Hex seems the most likely candidate to me because it has an added compactness that comes about from the extra characters, yet there still arent’ too many symbols to remember. But here I think we run into a little connundrum. Hex when it is used now in computers uses the latin alphabet for numbers 11-16 like thus: 1,2,3,4,5,6,7,8,9,A,B,C,D,E,F.
It could become a little confusing to use e.g. the letter C to refer to 12 when for instance trying to sell eggs. There may also be a problem during a transition period that that unless your hex number contains a letter it will look like it could be a decimal number.
So because of these problems, we will probably have to completely re-invent the symbols we use for counting. It might be a chance to create an entirely new set of symbols that are neat, efficient, and contain none of the ambiguities that you get from reading the numbers 6 or 9 upside down, or thinking a 1 is an ‘l’ (although it might be hard to change the symbol for ‘1’ as it’s so ubiquitous and commonsense).

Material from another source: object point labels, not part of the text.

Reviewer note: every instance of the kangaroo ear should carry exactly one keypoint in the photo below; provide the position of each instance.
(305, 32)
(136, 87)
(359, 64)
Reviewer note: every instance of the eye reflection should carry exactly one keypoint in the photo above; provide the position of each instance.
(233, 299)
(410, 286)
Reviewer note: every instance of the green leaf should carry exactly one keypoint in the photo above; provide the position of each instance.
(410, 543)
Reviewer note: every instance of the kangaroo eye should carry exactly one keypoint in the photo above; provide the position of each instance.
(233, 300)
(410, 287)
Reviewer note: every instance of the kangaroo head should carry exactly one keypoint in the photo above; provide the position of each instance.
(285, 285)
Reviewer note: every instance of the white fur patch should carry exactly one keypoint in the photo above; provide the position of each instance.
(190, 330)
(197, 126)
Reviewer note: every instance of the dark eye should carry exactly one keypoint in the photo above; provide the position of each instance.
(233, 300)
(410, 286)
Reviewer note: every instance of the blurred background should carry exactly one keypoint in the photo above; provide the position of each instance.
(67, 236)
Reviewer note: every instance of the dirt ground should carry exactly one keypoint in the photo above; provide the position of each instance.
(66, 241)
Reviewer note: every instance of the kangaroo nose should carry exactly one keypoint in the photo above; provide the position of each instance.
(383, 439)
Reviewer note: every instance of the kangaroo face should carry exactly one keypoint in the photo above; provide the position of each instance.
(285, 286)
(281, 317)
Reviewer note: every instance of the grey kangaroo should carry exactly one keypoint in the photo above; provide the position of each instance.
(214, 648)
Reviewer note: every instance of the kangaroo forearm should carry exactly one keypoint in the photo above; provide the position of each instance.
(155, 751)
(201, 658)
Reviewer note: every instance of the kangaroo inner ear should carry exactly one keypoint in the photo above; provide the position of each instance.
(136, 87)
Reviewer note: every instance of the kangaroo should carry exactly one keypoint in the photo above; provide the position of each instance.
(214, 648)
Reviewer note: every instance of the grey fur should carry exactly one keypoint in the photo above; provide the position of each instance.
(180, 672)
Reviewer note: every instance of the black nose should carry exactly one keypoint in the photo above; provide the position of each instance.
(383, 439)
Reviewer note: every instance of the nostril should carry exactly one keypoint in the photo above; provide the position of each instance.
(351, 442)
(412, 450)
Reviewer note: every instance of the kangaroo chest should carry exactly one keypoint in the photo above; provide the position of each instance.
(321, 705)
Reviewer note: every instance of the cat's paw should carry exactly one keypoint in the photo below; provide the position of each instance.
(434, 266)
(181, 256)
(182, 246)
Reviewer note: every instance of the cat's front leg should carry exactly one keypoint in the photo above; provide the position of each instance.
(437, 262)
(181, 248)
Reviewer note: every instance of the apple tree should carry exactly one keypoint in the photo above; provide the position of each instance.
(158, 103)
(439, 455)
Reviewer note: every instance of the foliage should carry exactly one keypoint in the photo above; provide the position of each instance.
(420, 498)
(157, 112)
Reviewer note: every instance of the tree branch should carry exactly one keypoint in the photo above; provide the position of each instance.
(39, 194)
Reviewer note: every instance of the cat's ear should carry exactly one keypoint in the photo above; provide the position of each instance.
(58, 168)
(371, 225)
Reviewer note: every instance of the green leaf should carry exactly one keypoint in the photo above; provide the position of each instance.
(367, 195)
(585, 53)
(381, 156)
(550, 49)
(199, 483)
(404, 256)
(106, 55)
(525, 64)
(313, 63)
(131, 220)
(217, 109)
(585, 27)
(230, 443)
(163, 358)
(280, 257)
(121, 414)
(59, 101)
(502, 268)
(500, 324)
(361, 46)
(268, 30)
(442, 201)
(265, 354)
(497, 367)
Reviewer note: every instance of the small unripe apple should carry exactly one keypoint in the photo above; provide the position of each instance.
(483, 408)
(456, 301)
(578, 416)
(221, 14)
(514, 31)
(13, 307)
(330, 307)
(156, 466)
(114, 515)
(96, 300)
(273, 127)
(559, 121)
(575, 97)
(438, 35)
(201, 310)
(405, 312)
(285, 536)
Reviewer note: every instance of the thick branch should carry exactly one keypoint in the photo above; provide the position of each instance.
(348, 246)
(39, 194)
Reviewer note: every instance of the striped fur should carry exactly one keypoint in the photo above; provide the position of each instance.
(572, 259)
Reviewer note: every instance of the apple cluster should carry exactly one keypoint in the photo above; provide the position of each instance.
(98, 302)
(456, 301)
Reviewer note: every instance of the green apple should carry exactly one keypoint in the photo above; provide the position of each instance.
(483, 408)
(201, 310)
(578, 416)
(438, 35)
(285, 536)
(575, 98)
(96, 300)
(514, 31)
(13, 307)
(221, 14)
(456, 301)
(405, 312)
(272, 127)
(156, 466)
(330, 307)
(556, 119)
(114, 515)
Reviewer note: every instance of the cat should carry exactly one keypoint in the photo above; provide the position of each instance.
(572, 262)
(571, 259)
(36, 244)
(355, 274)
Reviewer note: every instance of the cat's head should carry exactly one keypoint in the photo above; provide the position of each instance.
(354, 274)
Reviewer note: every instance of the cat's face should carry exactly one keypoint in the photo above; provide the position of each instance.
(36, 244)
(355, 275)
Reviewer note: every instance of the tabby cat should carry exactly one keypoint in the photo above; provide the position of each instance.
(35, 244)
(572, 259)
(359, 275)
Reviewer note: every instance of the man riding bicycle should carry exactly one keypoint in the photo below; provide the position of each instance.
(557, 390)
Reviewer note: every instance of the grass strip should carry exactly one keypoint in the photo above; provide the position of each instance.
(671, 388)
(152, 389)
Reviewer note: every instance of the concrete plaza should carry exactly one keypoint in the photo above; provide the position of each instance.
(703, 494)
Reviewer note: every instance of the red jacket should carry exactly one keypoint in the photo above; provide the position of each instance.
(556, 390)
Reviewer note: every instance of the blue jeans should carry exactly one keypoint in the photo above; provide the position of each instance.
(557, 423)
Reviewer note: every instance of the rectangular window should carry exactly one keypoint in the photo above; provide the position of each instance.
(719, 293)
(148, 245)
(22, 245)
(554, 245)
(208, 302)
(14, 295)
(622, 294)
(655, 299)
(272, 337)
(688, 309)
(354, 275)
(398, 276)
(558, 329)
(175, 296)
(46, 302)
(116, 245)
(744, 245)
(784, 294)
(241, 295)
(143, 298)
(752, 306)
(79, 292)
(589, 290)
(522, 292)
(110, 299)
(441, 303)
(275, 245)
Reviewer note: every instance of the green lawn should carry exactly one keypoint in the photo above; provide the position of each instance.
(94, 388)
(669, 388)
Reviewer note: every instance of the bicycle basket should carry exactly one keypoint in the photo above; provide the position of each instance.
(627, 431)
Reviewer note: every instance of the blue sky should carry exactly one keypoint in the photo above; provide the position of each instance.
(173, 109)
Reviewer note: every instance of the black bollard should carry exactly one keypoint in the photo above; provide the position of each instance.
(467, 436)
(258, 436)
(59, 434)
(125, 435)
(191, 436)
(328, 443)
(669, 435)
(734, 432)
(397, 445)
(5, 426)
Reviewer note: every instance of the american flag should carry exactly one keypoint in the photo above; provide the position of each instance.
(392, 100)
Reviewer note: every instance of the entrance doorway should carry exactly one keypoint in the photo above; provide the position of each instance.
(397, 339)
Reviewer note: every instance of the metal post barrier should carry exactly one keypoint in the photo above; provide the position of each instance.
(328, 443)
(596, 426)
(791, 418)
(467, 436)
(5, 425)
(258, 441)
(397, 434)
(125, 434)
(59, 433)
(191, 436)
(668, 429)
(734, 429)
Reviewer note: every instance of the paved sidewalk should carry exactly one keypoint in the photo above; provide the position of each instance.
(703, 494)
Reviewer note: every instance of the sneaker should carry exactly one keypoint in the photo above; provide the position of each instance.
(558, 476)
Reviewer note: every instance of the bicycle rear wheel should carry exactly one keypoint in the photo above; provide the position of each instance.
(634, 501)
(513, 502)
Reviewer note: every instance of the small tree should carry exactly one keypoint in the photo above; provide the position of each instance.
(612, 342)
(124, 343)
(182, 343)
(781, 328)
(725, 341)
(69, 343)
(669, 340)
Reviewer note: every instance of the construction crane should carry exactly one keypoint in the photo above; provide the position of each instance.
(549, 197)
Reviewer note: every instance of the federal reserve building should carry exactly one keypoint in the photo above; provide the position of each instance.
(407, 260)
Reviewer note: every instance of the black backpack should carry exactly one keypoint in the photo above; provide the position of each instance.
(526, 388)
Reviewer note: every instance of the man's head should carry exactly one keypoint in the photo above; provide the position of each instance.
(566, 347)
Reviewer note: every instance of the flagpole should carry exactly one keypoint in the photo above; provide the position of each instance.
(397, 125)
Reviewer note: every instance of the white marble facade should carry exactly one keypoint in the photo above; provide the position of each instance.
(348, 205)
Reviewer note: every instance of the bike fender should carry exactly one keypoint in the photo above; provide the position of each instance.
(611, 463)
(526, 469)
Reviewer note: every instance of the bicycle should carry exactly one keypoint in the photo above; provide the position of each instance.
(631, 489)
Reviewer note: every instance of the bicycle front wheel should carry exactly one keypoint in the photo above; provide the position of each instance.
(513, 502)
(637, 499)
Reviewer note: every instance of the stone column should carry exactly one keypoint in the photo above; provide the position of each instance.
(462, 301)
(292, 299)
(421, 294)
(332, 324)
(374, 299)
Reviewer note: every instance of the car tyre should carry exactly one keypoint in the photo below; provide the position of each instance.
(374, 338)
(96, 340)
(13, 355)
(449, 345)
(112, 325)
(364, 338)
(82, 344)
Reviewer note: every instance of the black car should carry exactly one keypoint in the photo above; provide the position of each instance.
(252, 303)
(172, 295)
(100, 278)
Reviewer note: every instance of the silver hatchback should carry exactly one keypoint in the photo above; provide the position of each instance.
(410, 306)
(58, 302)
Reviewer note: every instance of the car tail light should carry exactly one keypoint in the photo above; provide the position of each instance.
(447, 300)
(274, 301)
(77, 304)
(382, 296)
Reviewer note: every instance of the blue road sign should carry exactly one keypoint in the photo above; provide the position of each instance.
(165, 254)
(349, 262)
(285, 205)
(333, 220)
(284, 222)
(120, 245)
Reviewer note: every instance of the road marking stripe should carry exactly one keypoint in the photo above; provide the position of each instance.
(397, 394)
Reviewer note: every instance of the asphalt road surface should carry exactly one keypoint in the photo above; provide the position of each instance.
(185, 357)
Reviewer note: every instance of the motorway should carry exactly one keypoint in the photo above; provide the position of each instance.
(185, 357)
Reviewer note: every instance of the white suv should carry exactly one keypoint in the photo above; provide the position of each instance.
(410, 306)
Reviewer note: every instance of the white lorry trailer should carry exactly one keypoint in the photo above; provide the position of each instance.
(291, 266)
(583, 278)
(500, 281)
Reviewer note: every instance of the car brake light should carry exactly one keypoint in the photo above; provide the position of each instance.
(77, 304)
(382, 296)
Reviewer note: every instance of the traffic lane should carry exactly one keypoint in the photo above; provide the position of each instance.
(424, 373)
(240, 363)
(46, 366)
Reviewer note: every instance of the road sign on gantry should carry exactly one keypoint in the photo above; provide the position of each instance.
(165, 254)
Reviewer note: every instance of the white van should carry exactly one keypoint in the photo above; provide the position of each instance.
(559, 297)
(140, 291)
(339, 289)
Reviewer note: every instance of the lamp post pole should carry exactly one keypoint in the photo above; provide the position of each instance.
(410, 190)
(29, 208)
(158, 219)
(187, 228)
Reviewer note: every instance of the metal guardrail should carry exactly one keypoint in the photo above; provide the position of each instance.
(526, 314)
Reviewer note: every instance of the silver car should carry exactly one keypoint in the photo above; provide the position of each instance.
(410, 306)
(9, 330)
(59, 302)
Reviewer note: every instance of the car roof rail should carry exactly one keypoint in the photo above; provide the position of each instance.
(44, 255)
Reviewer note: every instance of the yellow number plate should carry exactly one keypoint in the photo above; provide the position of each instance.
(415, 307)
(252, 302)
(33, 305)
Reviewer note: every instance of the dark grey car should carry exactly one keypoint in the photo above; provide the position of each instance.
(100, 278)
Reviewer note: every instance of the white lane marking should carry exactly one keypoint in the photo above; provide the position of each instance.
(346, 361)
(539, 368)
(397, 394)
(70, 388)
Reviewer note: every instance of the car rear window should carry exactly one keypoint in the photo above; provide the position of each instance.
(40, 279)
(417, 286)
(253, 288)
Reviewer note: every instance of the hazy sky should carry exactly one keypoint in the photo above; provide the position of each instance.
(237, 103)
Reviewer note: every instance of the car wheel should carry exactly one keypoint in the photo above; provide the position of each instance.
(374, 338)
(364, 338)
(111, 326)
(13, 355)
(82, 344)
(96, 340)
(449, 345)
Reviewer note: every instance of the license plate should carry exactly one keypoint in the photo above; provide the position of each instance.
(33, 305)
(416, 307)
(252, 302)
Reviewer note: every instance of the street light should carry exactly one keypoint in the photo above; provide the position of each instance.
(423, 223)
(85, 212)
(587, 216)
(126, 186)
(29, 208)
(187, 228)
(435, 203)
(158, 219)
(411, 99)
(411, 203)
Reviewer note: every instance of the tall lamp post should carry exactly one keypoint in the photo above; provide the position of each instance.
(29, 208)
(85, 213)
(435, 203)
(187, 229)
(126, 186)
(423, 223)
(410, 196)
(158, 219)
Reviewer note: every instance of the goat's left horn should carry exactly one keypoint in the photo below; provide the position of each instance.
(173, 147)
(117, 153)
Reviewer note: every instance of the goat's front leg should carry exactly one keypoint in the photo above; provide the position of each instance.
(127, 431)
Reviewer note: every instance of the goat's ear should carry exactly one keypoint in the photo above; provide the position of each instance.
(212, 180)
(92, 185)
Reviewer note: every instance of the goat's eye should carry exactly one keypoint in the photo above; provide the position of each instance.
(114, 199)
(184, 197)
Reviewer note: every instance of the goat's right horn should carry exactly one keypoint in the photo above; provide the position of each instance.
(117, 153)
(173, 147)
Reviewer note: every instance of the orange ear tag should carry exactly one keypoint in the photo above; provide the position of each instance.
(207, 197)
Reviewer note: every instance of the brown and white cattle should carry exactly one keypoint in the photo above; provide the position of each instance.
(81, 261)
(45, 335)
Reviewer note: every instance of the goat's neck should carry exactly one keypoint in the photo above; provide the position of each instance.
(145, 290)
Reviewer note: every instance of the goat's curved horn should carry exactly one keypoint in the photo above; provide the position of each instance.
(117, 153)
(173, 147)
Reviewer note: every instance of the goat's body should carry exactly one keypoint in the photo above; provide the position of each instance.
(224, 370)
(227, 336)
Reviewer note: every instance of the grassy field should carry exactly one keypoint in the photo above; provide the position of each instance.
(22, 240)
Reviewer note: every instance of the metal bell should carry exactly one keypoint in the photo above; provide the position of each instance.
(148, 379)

The names of numbers might need to be changed too. It makes no sense to be saying ‘teen’ for numbers over 12 when we are not counting in decimal any more. Perhaps it’s another opportunity to borrow some neglected words from old cultures. For instance, here is one idea with some borrowings from Sanskrit..
nine — १
ten — २
eleven — ३
twelve — ४
trini (13) — ५
catur (14) —६
puncha (15) —७
sasa (16) — 10
sasaone (17) — 11
sasatwo (18) — 12
Of course no-one likes change so the opportunity to introduce this system would probably only occur at the same time as some revolution is occurring, or new civilisation establishing itself and its identity. Perhaps my great grand children will see to that.